Catching and Bagging 6-foot Rattlesnake

Just because you invite a rattlesnake to enjoy the warmth of your living room, that doesn’t mean it won’t try to bite you, especially if it’s a big, tough western diamondback as pugnacious as one nicknamed “Samson.”

It’s not easy to measure a snake of this size, but this one is easily 6 feet long, quite likely a few inches more, and as big around in the middle as a strong man’s forearm. A rough weight on the snake — using an angler’s scale with the snake inside a wooden crate — put it just under 9 pounds.

While western Oklahoma is best known for its rattlesnake festivals, the venomous vipers can be found statewide, from the prairies to rocky, forested ridges.

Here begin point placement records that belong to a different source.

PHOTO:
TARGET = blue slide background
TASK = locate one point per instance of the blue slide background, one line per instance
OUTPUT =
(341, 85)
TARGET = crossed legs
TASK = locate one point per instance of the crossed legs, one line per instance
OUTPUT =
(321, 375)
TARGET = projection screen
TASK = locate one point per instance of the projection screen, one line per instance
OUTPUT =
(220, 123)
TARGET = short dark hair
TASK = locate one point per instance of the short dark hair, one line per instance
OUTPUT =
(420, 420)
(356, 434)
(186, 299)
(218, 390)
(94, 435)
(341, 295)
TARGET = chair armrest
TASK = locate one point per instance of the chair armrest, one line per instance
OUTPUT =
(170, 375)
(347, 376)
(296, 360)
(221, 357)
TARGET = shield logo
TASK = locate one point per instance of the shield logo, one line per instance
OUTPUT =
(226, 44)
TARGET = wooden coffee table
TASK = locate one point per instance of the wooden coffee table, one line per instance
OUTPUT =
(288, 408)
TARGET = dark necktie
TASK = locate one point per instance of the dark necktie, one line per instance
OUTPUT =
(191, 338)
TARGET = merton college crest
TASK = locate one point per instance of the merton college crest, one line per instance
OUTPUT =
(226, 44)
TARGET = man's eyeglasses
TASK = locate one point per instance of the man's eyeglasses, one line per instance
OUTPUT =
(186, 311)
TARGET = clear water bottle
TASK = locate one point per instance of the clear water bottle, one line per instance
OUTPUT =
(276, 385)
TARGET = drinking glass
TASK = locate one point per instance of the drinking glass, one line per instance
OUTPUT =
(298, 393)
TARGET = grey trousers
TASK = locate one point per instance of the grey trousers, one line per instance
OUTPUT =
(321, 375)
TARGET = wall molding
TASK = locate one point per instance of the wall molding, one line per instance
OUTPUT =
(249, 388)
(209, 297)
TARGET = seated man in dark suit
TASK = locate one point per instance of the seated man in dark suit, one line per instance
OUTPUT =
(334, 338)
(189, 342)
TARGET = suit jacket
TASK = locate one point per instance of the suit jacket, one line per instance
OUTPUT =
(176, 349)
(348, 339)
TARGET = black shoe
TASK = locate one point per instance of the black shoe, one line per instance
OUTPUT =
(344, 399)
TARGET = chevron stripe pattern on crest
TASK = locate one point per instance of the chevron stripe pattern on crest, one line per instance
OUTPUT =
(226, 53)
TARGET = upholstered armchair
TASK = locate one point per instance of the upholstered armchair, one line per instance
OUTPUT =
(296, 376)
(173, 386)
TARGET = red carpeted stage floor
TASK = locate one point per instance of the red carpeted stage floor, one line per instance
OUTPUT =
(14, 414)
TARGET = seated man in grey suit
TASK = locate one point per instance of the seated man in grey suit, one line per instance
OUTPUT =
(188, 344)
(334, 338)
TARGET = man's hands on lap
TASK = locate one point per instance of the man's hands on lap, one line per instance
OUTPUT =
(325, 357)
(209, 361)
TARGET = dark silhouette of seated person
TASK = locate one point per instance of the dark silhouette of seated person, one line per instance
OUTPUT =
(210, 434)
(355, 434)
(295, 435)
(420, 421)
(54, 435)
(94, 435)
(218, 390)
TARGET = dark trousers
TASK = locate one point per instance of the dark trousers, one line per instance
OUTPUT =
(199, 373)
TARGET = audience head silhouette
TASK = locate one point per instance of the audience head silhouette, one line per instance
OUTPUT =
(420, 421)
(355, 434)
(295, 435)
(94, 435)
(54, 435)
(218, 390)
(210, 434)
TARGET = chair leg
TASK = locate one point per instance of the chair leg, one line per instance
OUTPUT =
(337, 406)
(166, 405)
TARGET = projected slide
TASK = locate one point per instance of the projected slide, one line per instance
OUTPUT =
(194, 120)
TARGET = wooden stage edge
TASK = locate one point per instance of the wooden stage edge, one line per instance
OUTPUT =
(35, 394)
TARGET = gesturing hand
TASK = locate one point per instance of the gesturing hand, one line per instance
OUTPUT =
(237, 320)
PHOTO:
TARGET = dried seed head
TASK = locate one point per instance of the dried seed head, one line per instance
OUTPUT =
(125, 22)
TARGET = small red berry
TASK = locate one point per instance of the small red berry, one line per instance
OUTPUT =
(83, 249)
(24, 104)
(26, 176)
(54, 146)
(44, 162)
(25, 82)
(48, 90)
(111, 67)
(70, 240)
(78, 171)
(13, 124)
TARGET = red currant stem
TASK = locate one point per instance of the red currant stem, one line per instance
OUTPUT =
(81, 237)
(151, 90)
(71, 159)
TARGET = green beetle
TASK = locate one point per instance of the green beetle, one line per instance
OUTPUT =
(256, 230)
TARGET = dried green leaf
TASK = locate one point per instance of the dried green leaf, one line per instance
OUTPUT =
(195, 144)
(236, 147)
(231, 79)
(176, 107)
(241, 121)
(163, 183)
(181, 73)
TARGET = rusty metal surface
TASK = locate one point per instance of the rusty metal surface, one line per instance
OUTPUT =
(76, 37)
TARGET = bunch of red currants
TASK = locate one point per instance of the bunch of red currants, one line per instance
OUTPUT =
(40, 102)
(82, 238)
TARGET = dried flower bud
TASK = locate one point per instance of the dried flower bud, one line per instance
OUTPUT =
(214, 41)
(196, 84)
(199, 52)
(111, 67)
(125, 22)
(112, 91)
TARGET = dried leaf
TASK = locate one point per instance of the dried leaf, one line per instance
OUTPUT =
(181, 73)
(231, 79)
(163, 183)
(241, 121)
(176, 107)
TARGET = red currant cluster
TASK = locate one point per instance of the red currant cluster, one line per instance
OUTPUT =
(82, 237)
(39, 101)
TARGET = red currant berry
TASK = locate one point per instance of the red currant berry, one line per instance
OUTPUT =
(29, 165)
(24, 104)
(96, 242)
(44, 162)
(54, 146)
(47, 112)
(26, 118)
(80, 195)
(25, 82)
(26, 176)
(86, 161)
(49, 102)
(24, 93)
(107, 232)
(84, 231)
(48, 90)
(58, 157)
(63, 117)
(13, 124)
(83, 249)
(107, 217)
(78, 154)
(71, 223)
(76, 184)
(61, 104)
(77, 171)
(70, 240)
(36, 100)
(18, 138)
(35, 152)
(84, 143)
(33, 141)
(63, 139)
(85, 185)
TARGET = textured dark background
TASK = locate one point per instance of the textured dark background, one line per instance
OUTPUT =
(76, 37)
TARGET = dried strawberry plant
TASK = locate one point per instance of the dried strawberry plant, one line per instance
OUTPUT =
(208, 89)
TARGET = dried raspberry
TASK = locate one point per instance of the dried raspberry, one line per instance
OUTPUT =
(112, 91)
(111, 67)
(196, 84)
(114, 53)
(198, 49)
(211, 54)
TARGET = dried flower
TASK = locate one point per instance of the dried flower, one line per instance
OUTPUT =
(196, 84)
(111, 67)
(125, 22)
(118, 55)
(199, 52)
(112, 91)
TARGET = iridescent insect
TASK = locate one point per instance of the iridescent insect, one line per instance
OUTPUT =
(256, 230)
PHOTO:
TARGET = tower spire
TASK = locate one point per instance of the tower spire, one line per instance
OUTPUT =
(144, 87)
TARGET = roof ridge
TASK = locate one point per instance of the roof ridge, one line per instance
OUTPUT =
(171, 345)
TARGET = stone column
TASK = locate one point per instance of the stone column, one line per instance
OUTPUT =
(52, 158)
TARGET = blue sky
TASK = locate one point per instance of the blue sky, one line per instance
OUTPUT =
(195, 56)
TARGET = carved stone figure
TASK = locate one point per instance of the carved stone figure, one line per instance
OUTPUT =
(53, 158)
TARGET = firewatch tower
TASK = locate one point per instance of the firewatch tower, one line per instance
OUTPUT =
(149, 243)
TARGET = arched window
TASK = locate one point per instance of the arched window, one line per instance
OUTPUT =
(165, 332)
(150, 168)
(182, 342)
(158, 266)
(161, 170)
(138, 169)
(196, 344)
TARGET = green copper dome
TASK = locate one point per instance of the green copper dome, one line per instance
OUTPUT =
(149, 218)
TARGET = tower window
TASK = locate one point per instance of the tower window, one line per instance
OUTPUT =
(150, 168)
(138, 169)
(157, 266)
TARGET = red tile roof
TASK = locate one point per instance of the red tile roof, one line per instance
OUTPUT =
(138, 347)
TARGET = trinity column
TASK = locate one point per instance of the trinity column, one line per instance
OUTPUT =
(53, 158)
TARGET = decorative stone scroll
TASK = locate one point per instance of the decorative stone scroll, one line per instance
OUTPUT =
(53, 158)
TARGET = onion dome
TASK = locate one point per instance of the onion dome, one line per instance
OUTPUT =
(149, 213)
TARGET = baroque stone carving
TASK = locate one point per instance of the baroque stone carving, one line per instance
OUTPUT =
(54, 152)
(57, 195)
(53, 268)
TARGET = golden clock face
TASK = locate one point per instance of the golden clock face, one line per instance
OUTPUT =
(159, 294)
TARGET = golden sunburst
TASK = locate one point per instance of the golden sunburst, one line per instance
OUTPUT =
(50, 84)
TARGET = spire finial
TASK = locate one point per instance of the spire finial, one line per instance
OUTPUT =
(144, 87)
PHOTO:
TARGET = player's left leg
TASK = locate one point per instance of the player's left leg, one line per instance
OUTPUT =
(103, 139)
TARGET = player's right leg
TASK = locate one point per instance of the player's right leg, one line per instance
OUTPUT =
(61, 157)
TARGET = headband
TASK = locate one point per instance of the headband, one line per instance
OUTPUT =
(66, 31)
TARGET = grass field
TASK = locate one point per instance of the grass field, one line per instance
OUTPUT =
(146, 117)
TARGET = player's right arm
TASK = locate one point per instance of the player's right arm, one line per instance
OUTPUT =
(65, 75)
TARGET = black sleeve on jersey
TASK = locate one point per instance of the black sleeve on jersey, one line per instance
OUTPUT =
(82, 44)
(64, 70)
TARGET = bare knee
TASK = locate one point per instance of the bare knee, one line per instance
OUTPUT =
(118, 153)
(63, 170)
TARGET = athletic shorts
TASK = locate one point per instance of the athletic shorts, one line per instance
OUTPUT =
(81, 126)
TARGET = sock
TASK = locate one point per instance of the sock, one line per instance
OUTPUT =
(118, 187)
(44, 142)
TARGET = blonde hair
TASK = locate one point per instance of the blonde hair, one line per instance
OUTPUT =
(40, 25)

With colder than normal temperatures this March, snakes were later coming out of their hibernation, but they are out now — as are the snake hunters who are especially interested in rattlesnakes.

Fitzer lifted the snake from its box inside his home and it curled at the end of his handler’s hook, as if it could make a defensive strike from an impossible midair perch. Later, it showed it could do just that.

That’s why I think I’ve decided on calling him Samson. He’s just so strong; I’ve never seen a western diamondback with this kind of power and strength. Just look at him. You can learn things handling a snake like this, Fitzer said. Normally a snake this size, they’ll stretch out more. They’re just so long and heavy they have a hard time holding themselves up like he does.